Except that they have remote humans monitoring every vehicle so the whole thing ...

kajecounterhack · 2024-06-25T19:11:32 1719342692

1:1 remote human monitoring would not scale from a unit economics perspective, and even if they did that, the remote operators can't drive the car, only offer small feedbacks. So the car is really driving itself.

The safety story is an interesting one. Companies like Cruise and Waymo are not forthcoming with their incident data. They share infrequently and through spreadsheets that do not capture every incident. It's pretty ass, and I'd be wary of trusting their self-reported data. I imagine their insurance companies have slightly better data than the gov't, but even then maybe not.

jessriedel · 2024-06-25T19:17:15 1719343035

Spreadsheets are the best and most open way to share data because it lets other people analyze it. But they put out plenty of their own research if you want to read that.

I'm really not sure what you mean by "infrequently". They release new raw data every 3 or 6 months or something, and every single accident is trumpeted in the news. What other industry has more publicly accessible safety data?

kajecounterhack · 2024-06-25T19:32:43 1719343963

Every software release is a totally new driver. If they release software at a cadence of say, 6 or 8 weeks, would you feel comfortable riding? You don't know how safe the car was during that time -- any part of the driver can regress. You're basically trusting that they know how to do simulation, that they bore the cost of running that simulation, and that their simulator is realistic enough to yield trustworthy statistics.

Sadly, our regulatory agencies are currently set up for very delayed decisionmaking. Since every company can release software at any time, you could imagine a regulatory platform that tracks software releases and their corresponding safety statistics in real time.

jessriedel · 2024-06-26T05:12:18 1719378738

I’m quite confident in it and personally ride it monthly. Happy to bet it will turn out to be no more than twice as dangerous as the median driver today, ie, as dangerous as driving in the 1980s. In the long term it will be vastly safer, obviously.

kajecounterhack · 2024-06-26T08:24:15 1719390255

I'm glad you feel that way (and I mostly feel the same / ride Waymos frequently), but it doesn't change the reality that you're putting all your faith in a self-regulating company that does not cooperate with regulators more than it absolutely needs to, and where a change in leadership / safety culture / process can cause a catastrophe overnight. And this isn't hyperbole; 1 software push is all that separates a car that crashes in scenario X from one where it was found to not crash in that same scenario. Do you trust the code to be bug free? Do you trust the bugs to be discovered before they maybe kill you?

I have a vested interest in the success of AVs (worked in the industry for the better part of a decade) but the companies building them are far from perfect in terms of how they conduct themselves wrt safety. There needs to be some development in terms of the supporting tech.

The way I think about this is: planes came before the FAA and key technologies that we use to manage flights, such as radar and radio being used in conjunction.

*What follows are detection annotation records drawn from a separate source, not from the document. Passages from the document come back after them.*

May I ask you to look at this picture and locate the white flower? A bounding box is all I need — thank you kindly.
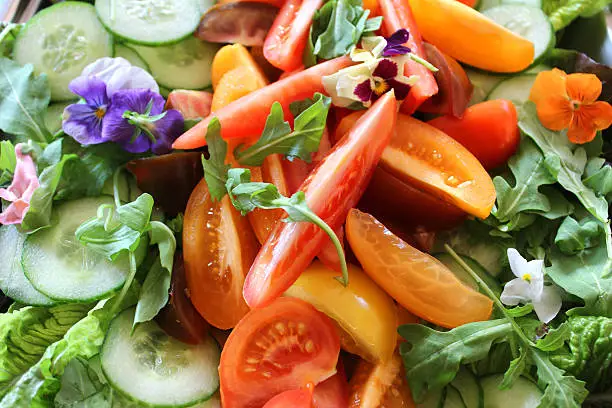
[501,248,561,323]
[81,57,159,97]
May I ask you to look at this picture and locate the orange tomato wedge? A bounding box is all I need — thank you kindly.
[379,114,495,219]
[346,209,493,328]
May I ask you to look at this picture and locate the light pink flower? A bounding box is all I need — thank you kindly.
[0,144,40,225]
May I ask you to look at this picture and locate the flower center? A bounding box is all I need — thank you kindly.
[372,77,389,96]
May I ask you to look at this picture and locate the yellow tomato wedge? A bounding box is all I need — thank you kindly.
[285,261,397,363]
[409,0,534,72]
[345,209,493,328]
[379,115,495,219]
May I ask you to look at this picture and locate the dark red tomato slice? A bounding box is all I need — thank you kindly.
[243,93,397,308]
[155,251,209,344]
[419,43,474,118]
[263,389,312,408]
[428,99,521,170]
[127,152,204,217]
[264,0,323,71]
[219,297,340,408]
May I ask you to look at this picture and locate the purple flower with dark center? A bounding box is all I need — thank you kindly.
[102,89,183,154]
[354,58,410,103]
[62,77,110,145]
[382,28,410,57]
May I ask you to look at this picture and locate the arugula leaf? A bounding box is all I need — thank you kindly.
[398,319,512,403]
[0,57,51,143]
[234,93,331,166]
[202,118,231,201]
[519,102,608,222]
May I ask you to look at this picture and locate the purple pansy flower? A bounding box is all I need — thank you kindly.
[382,28,410,57]
[354,58,410,103]
[62,77,110,145]
[102,89,183,154]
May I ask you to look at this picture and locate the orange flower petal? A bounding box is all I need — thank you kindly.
[529,68,568,105]
[536,97,573,130]
[566,74,601,103]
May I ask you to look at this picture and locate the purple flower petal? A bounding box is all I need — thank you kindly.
[387,78,410,101]
[353,79,374,102]
[372,59,397,80]
[62,103,108,145]
[68,77,108,107]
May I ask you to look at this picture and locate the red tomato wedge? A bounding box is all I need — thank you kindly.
[264,0,323,71]
[379,0,438,114]
[219,298,340,408]
[243,92,397,308]
[346,209,493,328]
[183,180,259,329]
[173,57,352,149]
[427,99,521,170]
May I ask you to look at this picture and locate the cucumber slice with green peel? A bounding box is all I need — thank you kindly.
[100,308,221,407]
[483,4,556,64]
[21,197,144,302]
[0,225,55,306]
[451,367,484,408]
[13,1,113,101]
[96,0,202,46]
[487,74,537,109]
[133,37,219,89]
[115,44,151,72]
[480,374,542,408]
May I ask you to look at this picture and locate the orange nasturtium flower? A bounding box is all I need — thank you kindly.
[529,68,612,143]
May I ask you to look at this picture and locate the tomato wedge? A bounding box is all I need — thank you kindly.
[183,180,259,329]
[243,92,397,308]
[349,353,415,408]
[264,0,323,71]
[379,0,438,115]
[427,99,521,170]
[173,57,352,149]
[285,262,397,362]
[346,209,493,328]
[380,114,495,219]
[219,298,340,408]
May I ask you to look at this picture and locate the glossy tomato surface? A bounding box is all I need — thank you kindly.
[183,180,259,329]
[219,298,340,408]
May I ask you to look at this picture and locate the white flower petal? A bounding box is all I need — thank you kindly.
[533,286,561,323]
[500,278,531,306]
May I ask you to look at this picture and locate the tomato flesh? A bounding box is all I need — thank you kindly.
[346,209,493,328]
[243,93,397,308]
[219,298,340,408]
[183,180,259,329]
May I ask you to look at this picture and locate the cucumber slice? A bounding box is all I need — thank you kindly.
[13,1,113,101]
[483,4,556,64]
[480,374,542,408]
[96,0,202,45]
[0,225,54,306]
[100,308,221,407]
[21,197,137,302]
[487,74,537,109]
[434,252,501,295]
[115,44,151,72]
[134,37,219,89]
[451,367,484,408]
[443,385,472,408]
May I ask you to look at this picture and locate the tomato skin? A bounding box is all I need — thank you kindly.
[243,93,397,308]
[183,180,259,329]
[346,209,493,328]
[427,99,521,170]
[264,0,323,71]
[379,0,438,114]
[173,57,352,149]
[219,298,340,408]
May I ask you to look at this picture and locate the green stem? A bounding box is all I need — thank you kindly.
[444,244,535,347]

AVs are in their "just learned to fly" era.

jessriedel · 2024-06-27T05:00:46 1719464446

In the next couple years Waymo will have accumulated more than 100M miles driven, which is the number a human drives statistically before causing 1 death on average. Are you still going to be worried when they drive 1B miles and have 2 deaths? What about 100B miles with 30 deaths? At what point will you accept the statistical evidence?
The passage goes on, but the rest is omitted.